Gujarat Pipavav Port Sees Profit Jump 25.4% in FY26, Recommends ₹5 Dividend
Gujarat Pipavav Port Limited's standalone net profit for the year ended 31 March 2026, rose by 25.4% to ₹500.36 crore from ₹399.16 crore in the previous fiscal year.
Revenue from operations increased by 17.5% to ₹1,158.38 crore in FY26 from ₹986.04 crore in FY25.
Reader Takeaway: Profit and revenue growth are positives, but a ₹67 crore legal liability is a key risk.
What just happened
Gujarat Pipavav Port Limited announced its audited financial results for the fiscal year ended 31 March 2026. The company reported a significant increase in both its top and bottom lines. Additionally, the Board of Directors has recommended a final dividend of ₹5.00 per share.
Why this matters
The strong financial performance indicates operational efficiency and effective management. The proposed dividend offers a direct return to shareholders, reflecting the company's profitability. However, an ongoing legal dispute presents a potential financial risk that investors need to consider.
The backstory
The company's results benefited from operational performance and the recognition of Service Exports from India Scheme (SEIS) scrips worth ₹49.56 crore. A notable factor in profitability was an exceptional gain of ₹19.49 crore, primarily from the final settlement with the Gujarat Maritime Board (GMB) concerning a bank guarantee dispute.
What changes now
With the GMB dispute settled and an exceptional gain recorded, the company has achieved a significant milestone.

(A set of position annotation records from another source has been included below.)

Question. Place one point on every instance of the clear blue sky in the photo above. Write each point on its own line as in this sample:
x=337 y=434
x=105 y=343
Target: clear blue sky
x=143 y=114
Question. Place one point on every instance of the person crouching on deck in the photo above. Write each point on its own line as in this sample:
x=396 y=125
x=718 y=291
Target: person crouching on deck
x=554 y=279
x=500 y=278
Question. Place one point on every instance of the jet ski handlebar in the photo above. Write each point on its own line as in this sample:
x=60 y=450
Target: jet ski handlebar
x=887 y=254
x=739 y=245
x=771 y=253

The recommendation for a ₹5 per share dividend, pending shareholder approval at the AGM on 9th September 2026, will be a key event for investors. The focus will now shift to the resolution of the tank farm dispute.
Risks to watch
An ongoing legal dispute with a customer regarding rail connectivity for a tank farm poses a risk. The company has accrued a provision of ₹67.16 crore as an estimated liability and has submitted a ₹60.14 crore bank guarantee to the High Court.
Peer comparison
(No peer comparison data available in the filing.)
Context metrics (time-bound)
- Standalone Revenue (FY26): ₹1,158.38 crore (vs. ₹986.04 crore in FY25)

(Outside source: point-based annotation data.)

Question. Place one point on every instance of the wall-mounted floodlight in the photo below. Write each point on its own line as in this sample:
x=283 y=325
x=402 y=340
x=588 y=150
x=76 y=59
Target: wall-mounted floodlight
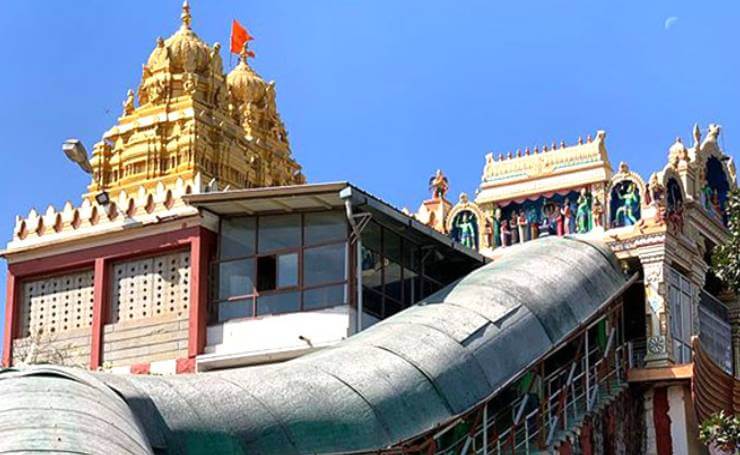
x=76 y=152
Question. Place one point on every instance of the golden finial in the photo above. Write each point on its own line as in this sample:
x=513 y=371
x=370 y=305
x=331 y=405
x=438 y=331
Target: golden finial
x=246 y=53
x=186 y=18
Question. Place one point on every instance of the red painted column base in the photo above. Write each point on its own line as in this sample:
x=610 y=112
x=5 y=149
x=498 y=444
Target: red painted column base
x=662 y=421
x=141 y=368
x=11 y=311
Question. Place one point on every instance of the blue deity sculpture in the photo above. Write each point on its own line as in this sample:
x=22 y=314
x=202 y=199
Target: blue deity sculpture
x=629 y=203
x=583 y=212
x=466 y=230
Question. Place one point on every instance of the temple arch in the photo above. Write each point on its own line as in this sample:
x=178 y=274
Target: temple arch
x=467 y=219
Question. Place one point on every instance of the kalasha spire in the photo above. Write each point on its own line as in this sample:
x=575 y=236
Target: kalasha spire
x=186 y=17
x=246 y=53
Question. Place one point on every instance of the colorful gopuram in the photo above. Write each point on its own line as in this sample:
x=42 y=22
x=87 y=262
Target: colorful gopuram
x=664 y=226
x=565 y=306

- Standalone Net Profit (FY26): ₹500.36 crore (vs. ₹399.16 crore in FY25)
- Consolidated Net Profit (FY26): ₹515.17 crore
- Exceptional Items Gain (FY26): ₹19.49 crore
- Final Dividend Recommendation (FY26): ₹5.00 per share
- Tank Farm Dispute Provision: ₹67.16 crore
What to track next
Investors should track the progress of the tank farm legal dispute and its potential financial implications. The outcome of the Annual General Meeting regarding dividend approval will also be crucial.